'No mesmo dia ele já fica melhor'
Com apenas 7 meses de idade, Michel Canheti Duarte já freqüenta sessões de fisioterapia respiratória. Ele mesmo não gosta muito de algumas técnicas, mas a mãe, Patrícia Canheti Duarte, conta que o menino já melhorou bastante e até já diminuiu o uso de medicamentos.
O caso dele, segundo a mãe, é do conhecido bebê-chiador. Aos três meses (de idade) ele teve uma gripe que complicou e precisou tomar corticóide e antibiótico. Mas, mesmo assim, o quadro continuou. Era só esfriar o tempo que a respiração mudava, e ele ficava com aquele chiado no peito, conta.
Há três meses, Michel passa pelas sessões de fisioterapia respiratória semanalmente.
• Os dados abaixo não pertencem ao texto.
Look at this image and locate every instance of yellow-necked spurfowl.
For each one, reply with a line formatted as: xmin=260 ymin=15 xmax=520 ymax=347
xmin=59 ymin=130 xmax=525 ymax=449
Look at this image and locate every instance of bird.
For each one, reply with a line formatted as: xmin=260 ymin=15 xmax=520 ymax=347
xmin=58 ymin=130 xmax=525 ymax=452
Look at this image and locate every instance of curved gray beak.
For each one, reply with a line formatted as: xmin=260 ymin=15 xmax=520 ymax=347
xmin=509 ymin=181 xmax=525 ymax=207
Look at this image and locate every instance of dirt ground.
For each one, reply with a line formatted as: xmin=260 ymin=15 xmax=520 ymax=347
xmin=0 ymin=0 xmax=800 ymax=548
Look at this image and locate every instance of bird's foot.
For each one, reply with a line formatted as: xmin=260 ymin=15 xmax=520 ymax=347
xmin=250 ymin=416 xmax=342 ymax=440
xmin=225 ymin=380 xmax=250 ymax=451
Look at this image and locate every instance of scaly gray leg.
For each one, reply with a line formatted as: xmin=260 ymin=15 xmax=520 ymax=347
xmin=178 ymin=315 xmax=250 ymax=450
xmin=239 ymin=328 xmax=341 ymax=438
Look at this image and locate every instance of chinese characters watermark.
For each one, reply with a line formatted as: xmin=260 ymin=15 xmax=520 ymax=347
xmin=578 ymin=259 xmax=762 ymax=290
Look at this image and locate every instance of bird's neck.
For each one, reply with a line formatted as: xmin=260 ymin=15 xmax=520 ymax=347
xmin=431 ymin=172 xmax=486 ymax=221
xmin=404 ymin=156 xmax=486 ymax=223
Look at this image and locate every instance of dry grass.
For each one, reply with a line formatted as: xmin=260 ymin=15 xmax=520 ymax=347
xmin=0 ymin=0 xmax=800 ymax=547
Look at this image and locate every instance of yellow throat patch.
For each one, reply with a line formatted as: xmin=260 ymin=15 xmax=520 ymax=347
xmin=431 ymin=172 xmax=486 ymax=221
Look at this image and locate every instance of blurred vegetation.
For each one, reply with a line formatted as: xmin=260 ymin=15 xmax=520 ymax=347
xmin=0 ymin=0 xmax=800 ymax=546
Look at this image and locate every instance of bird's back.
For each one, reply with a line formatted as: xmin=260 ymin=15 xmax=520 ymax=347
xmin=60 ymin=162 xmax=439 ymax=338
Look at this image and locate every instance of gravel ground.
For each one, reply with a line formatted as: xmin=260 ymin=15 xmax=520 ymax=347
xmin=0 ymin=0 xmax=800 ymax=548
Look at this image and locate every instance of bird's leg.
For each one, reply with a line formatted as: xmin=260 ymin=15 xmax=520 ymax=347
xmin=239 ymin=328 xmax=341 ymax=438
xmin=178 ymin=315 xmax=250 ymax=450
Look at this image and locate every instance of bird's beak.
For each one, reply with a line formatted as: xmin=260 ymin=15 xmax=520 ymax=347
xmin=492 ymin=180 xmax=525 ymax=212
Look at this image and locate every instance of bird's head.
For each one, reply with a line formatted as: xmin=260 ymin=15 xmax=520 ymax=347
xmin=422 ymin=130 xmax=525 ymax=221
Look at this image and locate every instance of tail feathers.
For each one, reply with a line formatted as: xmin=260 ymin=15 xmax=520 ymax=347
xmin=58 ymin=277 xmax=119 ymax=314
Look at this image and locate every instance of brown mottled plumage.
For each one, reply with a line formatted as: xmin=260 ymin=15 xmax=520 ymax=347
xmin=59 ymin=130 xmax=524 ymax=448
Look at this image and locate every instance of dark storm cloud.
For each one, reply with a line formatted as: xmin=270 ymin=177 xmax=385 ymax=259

No mesmo dia a gente já sente a diferença, ele sai da fisioterapia sem chiar, com a respiração bem mais tranqüila e dorme melhor, afirma a mãe.
Já Maria Augusta Milani Rosa, de 7 anos, começou a fisioterapia respiratória há pouco tempo, cerca de três meses, mas os problemas respiratórios vêm desde os 4 anos. Nessa época, conta o pai, Antonio Vicente Rosa, ela teve a primeira crise forte de asma. E entre a primeira e a segunda crise, teve uma internação por causa de pneumonia, lembra.
O tratamento com fisioterapia respiratória começou por acaso, quando a fisioterapeuta Márcia Aoki começou a reparar na postura da menina, que acompanhava o pai em algumas sessões de fisioterapia. Ela percebeu a postura e perguntou se minha filha tinha problemas respiratórios, lembra.
A partir daí foi feita uma avaliação e começaram as sessões. Já percebo melhoras significativas, antes ela usava muito mais medicamentos, que são caros e têm efeitos colaterais. A expectativa é que daqui a algum tempo ela não tenha mais crises, afirma o pai. No entanto, Maria Augusta já tem algumas deformações irreversíveis no tórax por conta da asma e da respiração deficiente. Isso nunca nenhum médico me falou, reclama o pai. (C.P.)